Policies are reusable guardrails that detect and control risky behavior in your AI applications. Define a policy once, assign it to one or many applications, and manage it centrally.
Policies overview

How policies work

A policy describes what to detect, where to look, and how to respond:
  • Detector model: The engine used to detect a risk
  • Target: Which part(s) of the conversation to inspect, e.g. Assistant or User
  • Sensibility: The minimum confidence required to flag
  • Expected behavior (coming soon): Defines the action taken when a detector is triggered (e.g., block or alert)
  • Override response: Optional default message to return on violation
Policy details view with configuration

Detector types

Guardion supports several types of detectors, each designed to identify specific risks or policy violations in AI interactions. You can mix and match detector types within your policies to cover a wide range of threats.

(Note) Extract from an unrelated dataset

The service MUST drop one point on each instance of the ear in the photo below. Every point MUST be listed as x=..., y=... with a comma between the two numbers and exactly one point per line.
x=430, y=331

Supported types and models:

Prompt Defense
  • modern-guard-v1: Fast, general-purpose prompt security and jailbreak detection
  • modern-guard-v1.5: Advanced agentic prompt security and jailbreak detection
Content Moderation
  • moderation-v0: Safety moderation for harmful content
Each detector type can be configured with its own threshold and target, allowing you to tailor policies to your application’s needs. See the Detectors documentation for a full list and configuration options.

Targets

Choose where the policy evaluates:
  • user
  • assistant
  • system
  • developer
  • context

Assign policies to applications

Policies are assigned per application. The relationship is:
  • One policy can be used by many applications
  • One application can enable one policies
To assign:
  1. Go to the application
  2. Click Assign policy
  3. Select the policy and confirm
To learn more about assigning policies to applications, visit the Applications page.

Using policies via API

When calling the Guard API, Guardion will evaluate the policies assigned to the specified application. Provide your application ID in the request body.
curl -X POST "https://api.guardion.ai/v1/guard" \
  -H "Authorization: Bearer $GUARDION_API_KEY" \
  -H "Content-Type: application/json" \
  -d '{
    "application": "app_12345",
    "messages": [
      { "role": "user", "content": "Summarize this text" }
    ]
  }'
Optionally, override which policies run regardless the application:
curl -X POST "https://api.guardion.ai/v1/guard" \
  -H "Authorization: Bearer $GUARDION_API_KEY" \
  -H "Content-Type: application/json" \
  -d '{
    "override_enabled_policies": ["policy_pii"],
    "messages": [
      { "role": "user", "content": "Share a list of test credit cards" }
    ]
  }'
  • See the full schema in Guard API
  • Return shape includes flagged, breakdown (per-policy results), and optional correction

Reviews and datasets (optional)

Use policy-focused reviews to iterate on performance, and build a dataset from your feedback to continuously improve detection.
Policy dataset built from feedback